Gazze ve Afganistan’daki çocuklar: Gazze’deki çocuklar bir geceyi daha aç geçiriyordu; ama belki biraz daha umutlu olabilirdi. Haberde başlıkta Afganistan’daki çocuklardan söz edilmesinin nedeni, orada doğmaktan başka suçu olmayan bebeklerin açlıktan ölmeye başlamasıydı. BBC’nin bölge muhabiri, yetersiz beslenme veya açlıktan ölen bebeklerin fotoğraflarına yer verirken yazar fotoğrafları paylaşmaya çekindi; bunun yerine bir mezarlığın fotoğrafı kullanıldı. Muhabire göre mezarlığın üçte ikisi bebek mezarıydı. Bir anne “Çaya batırılan kuru ekmek yetmiyor” diyordu; üç çocuğunu peş peşe toprağa vermişti.

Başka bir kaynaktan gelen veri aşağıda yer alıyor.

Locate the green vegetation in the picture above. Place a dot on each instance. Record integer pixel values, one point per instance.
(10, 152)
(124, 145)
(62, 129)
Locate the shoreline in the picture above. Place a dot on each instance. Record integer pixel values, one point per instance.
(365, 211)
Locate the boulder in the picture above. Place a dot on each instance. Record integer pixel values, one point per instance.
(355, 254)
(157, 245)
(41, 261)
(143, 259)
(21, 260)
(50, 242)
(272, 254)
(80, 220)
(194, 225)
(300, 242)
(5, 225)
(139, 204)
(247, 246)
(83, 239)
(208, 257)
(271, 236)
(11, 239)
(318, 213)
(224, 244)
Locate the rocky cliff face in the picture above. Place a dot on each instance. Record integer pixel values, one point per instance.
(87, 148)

BBC muhabiri trajedinin sessizce, dünyanın haberi bile olmadan büyüdüğünü anlatıyor. Yerel bir hastanede 12 yatakta 26 bebek örnek olarak gösteriliyor: Hepsi açlıktan veya yetersiz beslenmeden ölmek üzere olan bebekler. Dünya Gıda Programı Afganistan direktörü de durumu doğruluyor; ABD’nin çekilmesinden sonra ve Trump’ın ilk haftasında insani yardımların durduğu, ardından önemli bağışçıların yardımları askıya aldığı belirtiliyor. Kısıtlı imkanların Kasım’da, kışın ortasında tükeneceği ileri sürülüyor. Bu arada Trump’ın Bagram Üssü’nü geri istemesi ve “Vermezseniz çok kötü şeyler olacak” şeklindeki tehditleri haberde yer alıyor.

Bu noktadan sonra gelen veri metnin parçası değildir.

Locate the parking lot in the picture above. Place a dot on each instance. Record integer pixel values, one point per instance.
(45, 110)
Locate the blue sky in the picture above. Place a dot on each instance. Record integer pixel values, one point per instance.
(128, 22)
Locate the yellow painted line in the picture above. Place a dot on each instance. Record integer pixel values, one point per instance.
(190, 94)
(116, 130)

Genel değerlendirme: Bir yanda açlık ötesi yoksulluğu “cennete giden yol” diye umursamayan, aileleri nüfus planlaması konusunda günah diye uyaran ve annelerin söz hakkının olmadığı coğrafyalarda bebekler yaşamlarının ilk anlarında ölüyor. Diğer yanda Orta Doğu’dan Doğu Avrupa’ya, bazı ülkeler ABD’den silah almak için sıraya giriyor ve Pentagon’a kaparo yatırıyor.
Erdoğan BM kürsüsünde İsrail’i kınadı; sıra Trump’la Beyaz Saray buluşmasında. Uzun süredir beklenen görüntü verilecek ve beraberinde ticari anlaşmalarla ülkeye dönecek. Türkiye’de bebekler açlıktan ölmemesi umuluyor; fakat kamu harcamaları, uçaklar, saray masrafları ve büyük projelere ayrılan bütçeler nedeniyle ailelerin gelirleri daralıyor; çocukların meyve yiyememesi, dondurmaya uzak kalması ve okulda öğle yemeği saatinde bahçeye kaçmaları gibi sonuçlar ortaya çıkabiliyor.
YENİ DÜNYA DÜZENİ deniliyor. Haber metni, umarım bu düzenin artık bebekleri değil, onların yaşamına zerre önem vermeyenleri etkiler dileğiyle sonlanıyor.